Falls sie jedoch solche Tätigkeiten ausüben oder Leistungen erbringen, gelten sie für diese Tätigkeiten oder Leistungen als Steuerpflichtige, sofern eine Behandlung als Nicht-Steuerpflichtige zu größeren Wettbewerbsverzerrungen führen würde.“
Nationale Regelung
4
§ 1 Absatz 1 Nummer 1 des Umsatzsteuergesetzes sieht vor:
„(1) Der Umsatzsteuer unterliegen die folgenden Umsätze:
1. die Lieferungen und sonstigen Leistungen, die ein Unternehmer im Inland gegen Entgelt im Rahmen seines Unternehmens ausführt.
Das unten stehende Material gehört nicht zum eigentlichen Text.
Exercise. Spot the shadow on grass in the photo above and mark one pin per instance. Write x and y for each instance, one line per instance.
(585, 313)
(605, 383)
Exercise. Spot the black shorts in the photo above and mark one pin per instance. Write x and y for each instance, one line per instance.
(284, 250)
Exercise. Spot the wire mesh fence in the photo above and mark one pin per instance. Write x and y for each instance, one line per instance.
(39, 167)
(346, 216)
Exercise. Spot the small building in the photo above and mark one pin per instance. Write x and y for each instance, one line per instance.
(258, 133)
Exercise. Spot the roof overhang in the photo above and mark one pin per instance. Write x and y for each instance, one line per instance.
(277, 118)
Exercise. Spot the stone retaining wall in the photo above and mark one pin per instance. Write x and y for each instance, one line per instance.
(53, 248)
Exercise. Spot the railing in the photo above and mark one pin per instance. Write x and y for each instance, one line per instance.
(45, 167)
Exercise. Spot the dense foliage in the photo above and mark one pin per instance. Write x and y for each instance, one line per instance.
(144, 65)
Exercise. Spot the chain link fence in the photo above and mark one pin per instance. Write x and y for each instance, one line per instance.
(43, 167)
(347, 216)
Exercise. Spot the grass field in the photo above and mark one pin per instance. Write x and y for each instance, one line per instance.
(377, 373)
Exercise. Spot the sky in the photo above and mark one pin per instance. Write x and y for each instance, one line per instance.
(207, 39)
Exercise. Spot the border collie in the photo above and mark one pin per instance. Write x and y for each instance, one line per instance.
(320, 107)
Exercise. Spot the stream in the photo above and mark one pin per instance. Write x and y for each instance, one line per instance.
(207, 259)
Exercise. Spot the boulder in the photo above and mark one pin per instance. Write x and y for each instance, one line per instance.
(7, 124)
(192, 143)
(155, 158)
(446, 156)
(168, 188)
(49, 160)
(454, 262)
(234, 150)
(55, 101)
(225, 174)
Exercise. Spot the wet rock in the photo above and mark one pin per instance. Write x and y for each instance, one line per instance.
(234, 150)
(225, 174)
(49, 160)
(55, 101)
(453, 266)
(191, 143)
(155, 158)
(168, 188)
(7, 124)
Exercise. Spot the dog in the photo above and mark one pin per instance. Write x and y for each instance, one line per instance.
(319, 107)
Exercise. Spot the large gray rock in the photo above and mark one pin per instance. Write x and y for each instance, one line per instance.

Die Steuerbarkeit entfällt nicht, wenn der Umsatz auf Grund gesetzlicher oder behördlicher Anordnung ausgeführt wird oder nach gesetzlicher Vorschrift als ausgeführt gilt …“
5
§ 2 Absätze 1 und 3 des Umsatzsteuergesetzes bestimmt:
„(1) Unternehmer ist, wer eine gewerbliche oder berufliche Tätigkeit selbständig ausübt. …
…
(3) Die juristischen Personen des öffentlichen Rechts sind nur im Rahmen ihrer Betriebe gewerblicher Art … und ihrer land- oder forstwirtschaftlichen Betriebe gewerblich oder beruflich tätig. …“
6
§ 30 der Abgabenordnung (AO) 1977 sieht vor:
„(1) Amtsträger haben das Steuergeheimnis zu wahren.
(2) Ein Amtsträger verletzt das Steuergeheimnis, wenn er
1. Verhältnisse eines anderen, die ihm
a) in einem Verwaltungsverfahren, einem Rechnungsprüfungsverfahren oder einem gerichtlichen Verfahren in Steuersachen,
…
bekannt geworden sind, oder
2. ...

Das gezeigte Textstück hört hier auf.